# anuva question,



## Nignoy (Jun 4, 2010)

:confused2:which area of spain has the mildest and warmest winters, also is it worth importing a 5 yearold ford focus into spain, thanks alot


----------



## xabiaxica (Jun 23, 2009)

Nignoy said:


> :confused2:which area of spain has the mildest and warmest winters, also is it worth importing a 5 yearold ford focus into spain, thanks alot


I can't answer either question, but the further south you go, the warmer it will be in winter - as long as you stay away from the mountains.

that doesn't mean the weather will be great though - it does get wet & cold everywhere

I know nothing about cars...........


at first I thought you wanted to know about somewhere called *anuva*

as Pesky said to someone else - it's a good idea to put part of your question in the title

in this case _*where is the winter mild?*_

and then maybe a separate thread for _*importing 5 year old Ford*_

then we'd all know the question is & it helps the search facility find the threads, saving people asking the same questions which have been asked before


----------



## Pesky Wesky (May 10, 2009)

xabiachica said:


> I can't answer either question, but the further south you go, the warmer it will be in winter - as long as you stay away from the mountains.
> 
> that doesn't mean the weather will be great though - it does get wet & cold everywhere
> 
> ...


Ditto.

The car thing comes up about once a month approx so try different options and search the forum.

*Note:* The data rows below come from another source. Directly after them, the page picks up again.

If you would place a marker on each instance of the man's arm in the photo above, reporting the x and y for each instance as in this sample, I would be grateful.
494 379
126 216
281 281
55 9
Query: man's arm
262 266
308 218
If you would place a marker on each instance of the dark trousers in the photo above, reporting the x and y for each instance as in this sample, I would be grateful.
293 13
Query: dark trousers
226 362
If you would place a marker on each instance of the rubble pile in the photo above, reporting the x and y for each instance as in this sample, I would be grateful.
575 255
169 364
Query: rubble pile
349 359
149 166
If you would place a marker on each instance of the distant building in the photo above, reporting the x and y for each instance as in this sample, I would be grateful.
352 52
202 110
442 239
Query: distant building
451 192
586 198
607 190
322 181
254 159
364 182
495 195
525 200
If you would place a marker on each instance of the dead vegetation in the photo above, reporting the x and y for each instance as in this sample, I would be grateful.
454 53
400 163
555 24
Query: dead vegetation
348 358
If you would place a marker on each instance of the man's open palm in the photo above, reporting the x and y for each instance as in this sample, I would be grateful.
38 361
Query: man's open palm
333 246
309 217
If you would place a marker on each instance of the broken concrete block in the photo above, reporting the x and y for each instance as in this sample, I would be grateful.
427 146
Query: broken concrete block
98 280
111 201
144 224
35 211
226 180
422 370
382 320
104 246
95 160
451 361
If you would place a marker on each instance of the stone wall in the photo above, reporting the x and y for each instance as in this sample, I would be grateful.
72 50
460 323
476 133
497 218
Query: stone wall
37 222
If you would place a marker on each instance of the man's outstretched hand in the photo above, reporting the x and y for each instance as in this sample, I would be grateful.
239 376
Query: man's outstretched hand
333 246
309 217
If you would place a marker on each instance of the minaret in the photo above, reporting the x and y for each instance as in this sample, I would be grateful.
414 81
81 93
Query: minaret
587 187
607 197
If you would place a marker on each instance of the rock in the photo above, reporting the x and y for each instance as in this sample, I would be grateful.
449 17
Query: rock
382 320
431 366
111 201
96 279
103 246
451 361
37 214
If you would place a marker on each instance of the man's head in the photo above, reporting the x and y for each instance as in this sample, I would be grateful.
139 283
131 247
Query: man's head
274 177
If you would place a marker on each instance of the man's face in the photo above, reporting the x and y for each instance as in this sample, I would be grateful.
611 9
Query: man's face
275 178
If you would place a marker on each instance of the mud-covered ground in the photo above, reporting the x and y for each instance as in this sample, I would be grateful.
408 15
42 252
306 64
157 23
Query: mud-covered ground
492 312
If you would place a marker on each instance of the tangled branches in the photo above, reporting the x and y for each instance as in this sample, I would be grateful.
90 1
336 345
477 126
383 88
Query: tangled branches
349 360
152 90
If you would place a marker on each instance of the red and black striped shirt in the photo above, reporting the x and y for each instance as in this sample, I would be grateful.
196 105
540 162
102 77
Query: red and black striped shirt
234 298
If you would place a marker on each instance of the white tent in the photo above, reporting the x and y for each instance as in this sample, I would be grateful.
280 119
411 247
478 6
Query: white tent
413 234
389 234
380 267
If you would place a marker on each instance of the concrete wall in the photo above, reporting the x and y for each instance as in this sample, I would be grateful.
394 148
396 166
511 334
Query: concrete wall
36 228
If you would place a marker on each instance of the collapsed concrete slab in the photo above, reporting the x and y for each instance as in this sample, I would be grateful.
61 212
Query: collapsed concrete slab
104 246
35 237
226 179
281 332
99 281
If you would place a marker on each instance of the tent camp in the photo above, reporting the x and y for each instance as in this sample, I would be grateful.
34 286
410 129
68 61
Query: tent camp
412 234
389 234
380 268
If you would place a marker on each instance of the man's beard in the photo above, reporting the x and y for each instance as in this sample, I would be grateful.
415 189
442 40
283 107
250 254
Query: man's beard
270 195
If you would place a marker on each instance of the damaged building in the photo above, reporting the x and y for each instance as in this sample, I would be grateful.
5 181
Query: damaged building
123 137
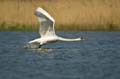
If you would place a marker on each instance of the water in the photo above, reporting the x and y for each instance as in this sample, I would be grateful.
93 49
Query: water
96 58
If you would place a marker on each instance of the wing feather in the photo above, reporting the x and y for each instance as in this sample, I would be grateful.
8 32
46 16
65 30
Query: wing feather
46 23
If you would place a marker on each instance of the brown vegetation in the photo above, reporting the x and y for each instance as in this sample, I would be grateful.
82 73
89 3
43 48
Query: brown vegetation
69 14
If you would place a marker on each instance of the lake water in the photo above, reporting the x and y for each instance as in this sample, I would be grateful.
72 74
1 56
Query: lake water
98 57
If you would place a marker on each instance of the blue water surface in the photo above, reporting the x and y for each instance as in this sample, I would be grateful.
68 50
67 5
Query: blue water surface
98 57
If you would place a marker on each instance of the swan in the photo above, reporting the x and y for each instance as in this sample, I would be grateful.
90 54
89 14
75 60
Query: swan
46 30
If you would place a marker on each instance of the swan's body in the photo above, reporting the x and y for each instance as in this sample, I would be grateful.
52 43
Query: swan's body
46 30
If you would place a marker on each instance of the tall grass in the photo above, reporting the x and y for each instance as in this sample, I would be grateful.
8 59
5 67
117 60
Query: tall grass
69 14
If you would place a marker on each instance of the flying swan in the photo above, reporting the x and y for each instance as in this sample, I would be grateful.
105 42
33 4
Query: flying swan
46 30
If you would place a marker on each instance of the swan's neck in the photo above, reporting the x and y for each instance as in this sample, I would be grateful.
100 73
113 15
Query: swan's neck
66 39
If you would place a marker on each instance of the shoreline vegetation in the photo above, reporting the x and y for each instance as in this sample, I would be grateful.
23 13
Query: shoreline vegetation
77 15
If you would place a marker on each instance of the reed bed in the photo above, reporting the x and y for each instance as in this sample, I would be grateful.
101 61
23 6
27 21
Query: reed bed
70 15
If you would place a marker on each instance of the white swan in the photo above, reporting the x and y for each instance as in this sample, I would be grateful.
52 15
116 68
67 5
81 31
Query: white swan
46 30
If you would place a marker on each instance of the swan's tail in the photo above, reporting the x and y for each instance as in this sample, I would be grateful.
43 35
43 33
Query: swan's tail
66 39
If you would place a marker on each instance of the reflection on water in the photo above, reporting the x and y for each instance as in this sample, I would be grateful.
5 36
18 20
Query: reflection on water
96 58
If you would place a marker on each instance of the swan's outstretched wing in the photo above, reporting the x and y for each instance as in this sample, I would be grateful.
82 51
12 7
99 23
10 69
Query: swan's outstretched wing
46 23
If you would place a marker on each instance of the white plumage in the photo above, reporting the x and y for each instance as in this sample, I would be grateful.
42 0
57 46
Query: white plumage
46 30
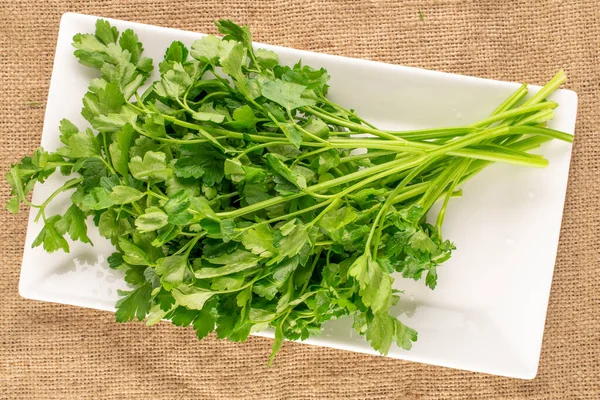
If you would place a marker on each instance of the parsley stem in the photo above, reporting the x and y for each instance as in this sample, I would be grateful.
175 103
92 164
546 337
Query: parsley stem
351 125
69 184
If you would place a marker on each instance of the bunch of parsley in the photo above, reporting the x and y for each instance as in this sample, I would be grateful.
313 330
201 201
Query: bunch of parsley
234 197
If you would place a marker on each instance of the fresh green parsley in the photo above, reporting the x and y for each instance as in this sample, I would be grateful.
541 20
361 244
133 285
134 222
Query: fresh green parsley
234 198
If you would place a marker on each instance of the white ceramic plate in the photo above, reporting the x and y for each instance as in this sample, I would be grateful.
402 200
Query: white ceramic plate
487 313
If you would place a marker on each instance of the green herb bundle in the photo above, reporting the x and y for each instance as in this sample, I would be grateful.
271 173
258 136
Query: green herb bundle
235 198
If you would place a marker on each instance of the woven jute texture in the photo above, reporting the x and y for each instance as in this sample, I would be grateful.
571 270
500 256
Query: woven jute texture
50 351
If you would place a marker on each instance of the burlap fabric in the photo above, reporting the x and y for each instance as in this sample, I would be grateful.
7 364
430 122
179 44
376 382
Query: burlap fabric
50 351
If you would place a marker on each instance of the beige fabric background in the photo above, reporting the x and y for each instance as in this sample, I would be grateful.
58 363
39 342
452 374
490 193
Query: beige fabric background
50 351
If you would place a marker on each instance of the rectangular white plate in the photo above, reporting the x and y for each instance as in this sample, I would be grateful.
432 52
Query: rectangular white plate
487 313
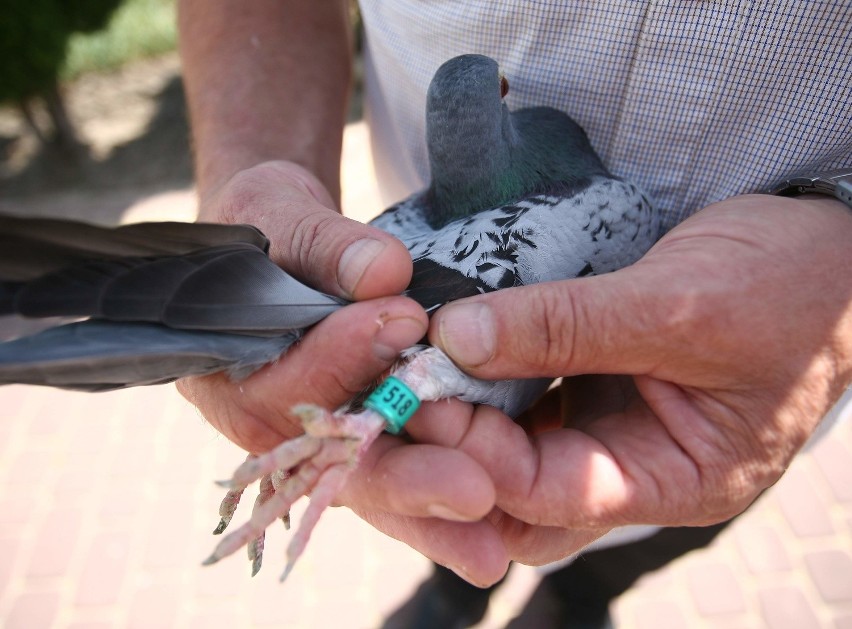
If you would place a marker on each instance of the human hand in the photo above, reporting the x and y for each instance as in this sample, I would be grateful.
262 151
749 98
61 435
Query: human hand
736 330
344 353
339 357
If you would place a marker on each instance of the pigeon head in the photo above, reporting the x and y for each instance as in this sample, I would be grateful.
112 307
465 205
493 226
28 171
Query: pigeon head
481 155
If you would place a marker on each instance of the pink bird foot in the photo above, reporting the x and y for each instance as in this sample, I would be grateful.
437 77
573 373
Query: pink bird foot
320 462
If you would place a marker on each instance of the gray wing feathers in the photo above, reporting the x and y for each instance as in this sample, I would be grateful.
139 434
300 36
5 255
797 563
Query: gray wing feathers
30 248
104 355
165 300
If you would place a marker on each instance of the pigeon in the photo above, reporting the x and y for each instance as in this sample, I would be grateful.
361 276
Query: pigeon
515 198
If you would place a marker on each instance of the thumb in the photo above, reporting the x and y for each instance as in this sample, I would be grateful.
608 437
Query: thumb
308 237
601 324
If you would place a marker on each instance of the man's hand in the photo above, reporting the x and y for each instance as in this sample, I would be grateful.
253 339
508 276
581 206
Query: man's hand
343 354
736 332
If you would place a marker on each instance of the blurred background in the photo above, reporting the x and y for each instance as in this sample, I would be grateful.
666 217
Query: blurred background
107 500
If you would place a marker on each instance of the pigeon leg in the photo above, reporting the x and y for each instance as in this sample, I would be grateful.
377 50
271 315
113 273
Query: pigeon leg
285 456
301 482
320 462
255 547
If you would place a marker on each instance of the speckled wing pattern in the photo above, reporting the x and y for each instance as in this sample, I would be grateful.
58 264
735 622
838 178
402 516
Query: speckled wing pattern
600 226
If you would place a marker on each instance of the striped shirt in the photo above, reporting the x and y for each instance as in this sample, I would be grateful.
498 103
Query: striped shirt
694 100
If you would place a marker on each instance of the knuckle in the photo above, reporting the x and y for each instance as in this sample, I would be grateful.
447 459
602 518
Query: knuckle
554 321
309 240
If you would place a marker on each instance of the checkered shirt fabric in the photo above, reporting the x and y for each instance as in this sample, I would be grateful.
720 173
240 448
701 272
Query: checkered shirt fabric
695 100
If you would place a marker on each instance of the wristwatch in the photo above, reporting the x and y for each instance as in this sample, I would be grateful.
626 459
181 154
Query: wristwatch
837 183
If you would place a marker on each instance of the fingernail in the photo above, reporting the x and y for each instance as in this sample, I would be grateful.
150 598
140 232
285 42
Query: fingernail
461 573
445 513
396 335
354 262
467 333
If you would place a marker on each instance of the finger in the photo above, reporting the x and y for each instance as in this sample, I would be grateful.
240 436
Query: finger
421 480
337 358
561 478
473 550
309 238
612 323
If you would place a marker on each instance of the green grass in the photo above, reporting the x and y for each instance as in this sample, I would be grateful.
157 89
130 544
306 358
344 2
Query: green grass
138 29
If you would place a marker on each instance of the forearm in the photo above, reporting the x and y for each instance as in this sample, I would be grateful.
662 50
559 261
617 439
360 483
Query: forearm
265 80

I found this recent thread
http://www.expatforum.com/expats/sp...in/48919-best-options-bringing-cars-over.html
but I must admit, it wasn't easy to search...


----------



## jojo (Sep 20, 2007)

I've heard that the canary islands are the mildest??!!! Certainly the costa del sol is not particularly mild - well, its not cold like the UK, but this last winter has been very wet, windy and unsettled

Jo xxx


----------



## dunmovin (Dec 19, 2008)

Nignoy said:


> :confused2:which area of spain has the mildest and warmest winters, also i*s it worth importing a 5 yearold ford focus into spain, thanks alot*


No unless you have a deep and meaningful relationship with the car....... and if you do bring migraine medication with the car..... you will need it


----------



## Nignoy (Jun 4, 2010)

dunmovin said:


> No unless you have a deep and meaningful relationship with the car....... and if you do bring migraine medication with the car..... you will need it


not exactly a deep and meaningful relationship, it belongs to her who must be obeyed:eyebrows: as far as meds go I am on a permanent regime of zydol this fella feels no pain:tongue1:


----------



## xicoalc (Apr 20, 2010)

I agree about the weather, head south for best chances, or the canaries (not sure if you have considered an island). Or come to the costa blanca and bring a duvet - the winters may be cold but crank up the portable gas heaters and wrap up in a duvet and its lovely!

As for the car, having recently imported mine I see no reason why you shouldnt. Expect to pay around 500-1000€ to complete the import process. I know this has been covered BUT as someone said it was hard to find, heres the procedure to import.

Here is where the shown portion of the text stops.